Steatosis is recognized as a cofactor influencing the presence and progression of fibrosis in chronic hepatitis C. It has been reported that antiviral therapy may reduce the progression of fibrosis and leads to regression in chronic hepatitis C patients achieving a sustained virological response (SVR). Whether steatosis might affect the long-term histological outcome of antiviral therapy remains unclear.

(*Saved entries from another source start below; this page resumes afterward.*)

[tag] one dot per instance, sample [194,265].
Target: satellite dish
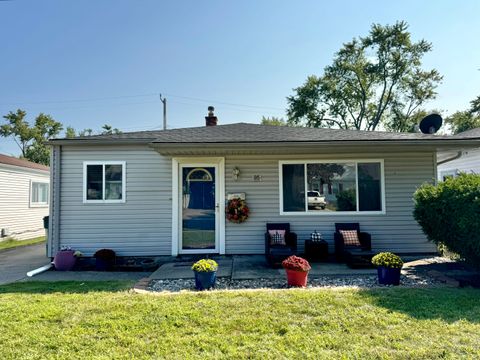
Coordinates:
[431,123]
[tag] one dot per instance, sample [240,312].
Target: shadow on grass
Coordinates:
[447,304]
[72,287]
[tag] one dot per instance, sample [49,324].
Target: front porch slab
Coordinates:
[182,269]
[246,267]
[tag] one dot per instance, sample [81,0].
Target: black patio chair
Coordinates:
[353,253]
[275,254]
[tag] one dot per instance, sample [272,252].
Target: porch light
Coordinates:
[235,173]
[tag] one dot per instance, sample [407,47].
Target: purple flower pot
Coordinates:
[205,280]
[388,276]
[64,260]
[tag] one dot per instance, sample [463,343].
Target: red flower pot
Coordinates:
[64,260]
[296,278]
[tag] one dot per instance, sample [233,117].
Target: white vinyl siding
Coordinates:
[468,163]
[395,230]
[17,214]
[39,193]
[141,226]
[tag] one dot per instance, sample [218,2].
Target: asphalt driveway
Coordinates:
[16,262]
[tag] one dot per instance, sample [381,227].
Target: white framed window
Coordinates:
[331,187]
[39,191]
[104,181]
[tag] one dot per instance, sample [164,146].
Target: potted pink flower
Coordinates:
[297,269]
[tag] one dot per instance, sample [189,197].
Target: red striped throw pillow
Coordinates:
[350,237]
[277,237]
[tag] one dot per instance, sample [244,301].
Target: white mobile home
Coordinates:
[24,198]
[164,192]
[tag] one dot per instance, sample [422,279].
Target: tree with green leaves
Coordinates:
[275,121]
[374,81]
[461,121]
[31,138]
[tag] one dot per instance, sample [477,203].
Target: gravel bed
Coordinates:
[224,283]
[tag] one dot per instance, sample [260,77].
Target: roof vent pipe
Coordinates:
[211,119]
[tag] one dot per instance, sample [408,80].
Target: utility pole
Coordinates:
[164,101]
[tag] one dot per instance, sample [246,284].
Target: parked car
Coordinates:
[315,200]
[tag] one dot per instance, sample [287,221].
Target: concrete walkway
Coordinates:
[16,262]
[251,267]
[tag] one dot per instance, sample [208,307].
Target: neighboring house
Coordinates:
[164,192]
[24,198]
[467,161]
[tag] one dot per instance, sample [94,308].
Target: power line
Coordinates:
[135,96]
[76,100]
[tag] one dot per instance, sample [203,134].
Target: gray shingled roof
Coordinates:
[255,133]
[474,133]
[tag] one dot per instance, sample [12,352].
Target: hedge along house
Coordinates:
[164,192]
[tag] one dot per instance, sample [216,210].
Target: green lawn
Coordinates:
[103,320]
[8,244]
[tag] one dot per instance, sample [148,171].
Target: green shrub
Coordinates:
[449,214]
[205,265]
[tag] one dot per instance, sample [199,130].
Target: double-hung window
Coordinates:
[331,187]
[38,194]
[104,181]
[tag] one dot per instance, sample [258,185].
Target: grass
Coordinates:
[11,243]
[72,320]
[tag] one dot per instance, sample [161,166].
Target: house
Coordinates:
[24,198]
[467,161]
[164,192]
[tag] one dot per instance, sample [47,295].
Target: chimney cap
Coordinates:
[211,119]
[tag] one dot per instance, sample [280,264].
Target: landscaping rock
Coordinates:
[368,281]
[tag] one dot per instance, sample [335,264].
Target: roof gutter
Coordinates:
[151,142]
[459,155]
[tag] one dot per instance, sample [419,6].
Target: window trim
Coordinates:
[328,161]
[104,201]
[39,204]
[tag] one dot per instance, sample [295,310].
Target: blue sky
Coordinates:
[91,62]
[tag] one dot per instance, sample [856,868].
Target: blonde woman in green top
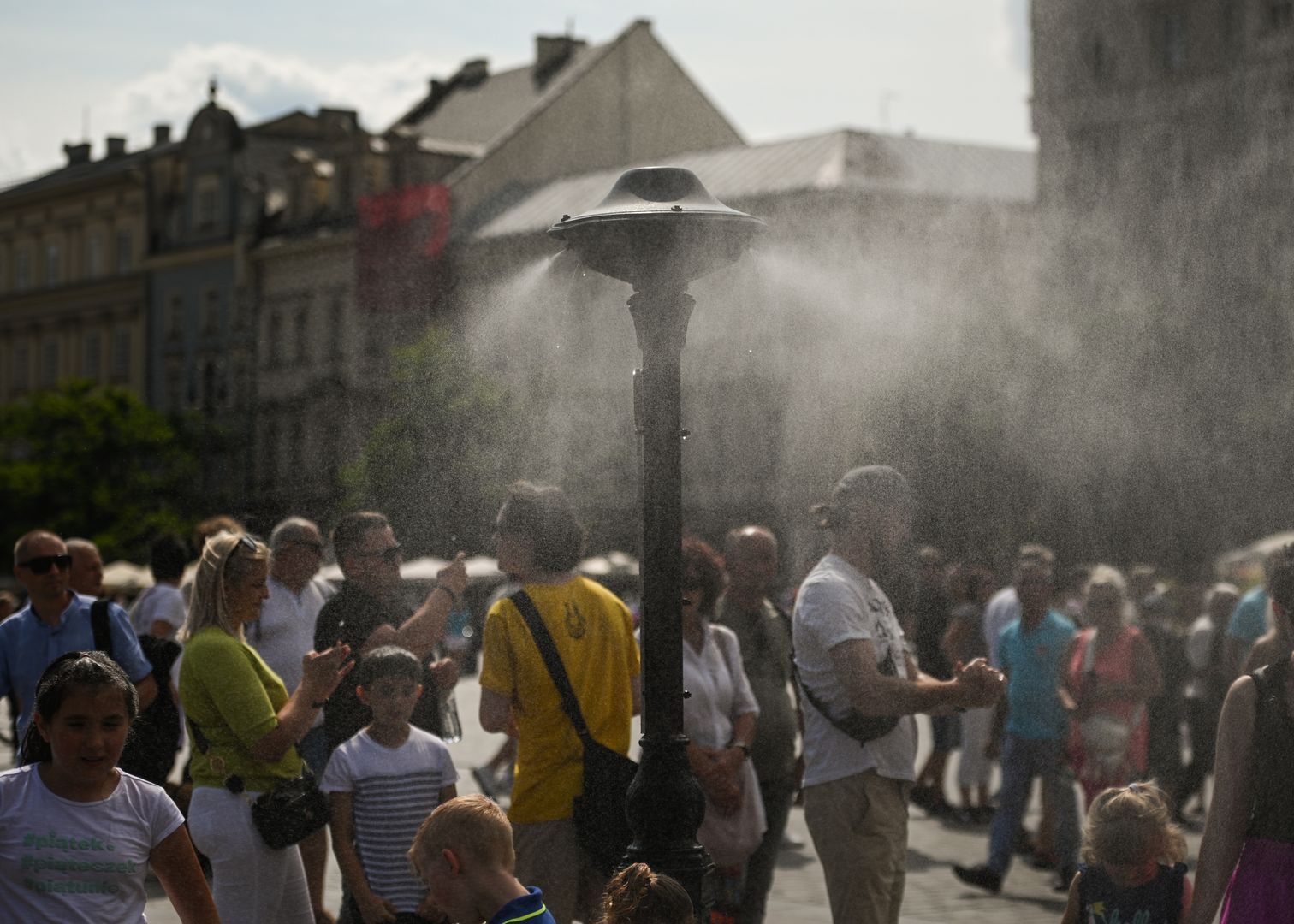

One-hundred and sixty-one consecutive patients (genotype 1, n=76; genotype 2, n=73) receiving interferon-α2b and ribavirin were analysed. Ninety patients had paired biopsies with a mean interval of 29.1 ±7.1 months.

Variables associated with baseline steatosis were higher body mass index (≥25, P=0.002) and higher fibrosis stage (≥2, P=0.019). Neither the presence nor the severity of steatosis was associated with SVR. Evaluation of paired biopsies showed no different distribution of steatosis evolution between patients with and without SVR (P=0.374). Among patients achieving a SVR, there was a significant difference in fibrosis changes between those with grade 0 or 1 steatosis and with grade 2 or 3 steatosis at post-treatment biopsy (-0.6 ±1.2 vs 0.3 ±1.3, P=0.041), whereas changes in histological activity index did not differ (-3.7 ±2.6 vs -4.0 ±2.9, P=0.740). Stepwise logistic regression analysis showed that SVR (odds ratio [OR]: 16.33, P=0.004) and grade 0 or 1 post-treatment steatosis (OR: 12.82, P=0.018) were independently associated with fibrosis regression.

In patients with chronic hepatitis C, steatosis not only correlates with advanced fibrosis at baseline but also affects fibrosis regression after antiviral therapy.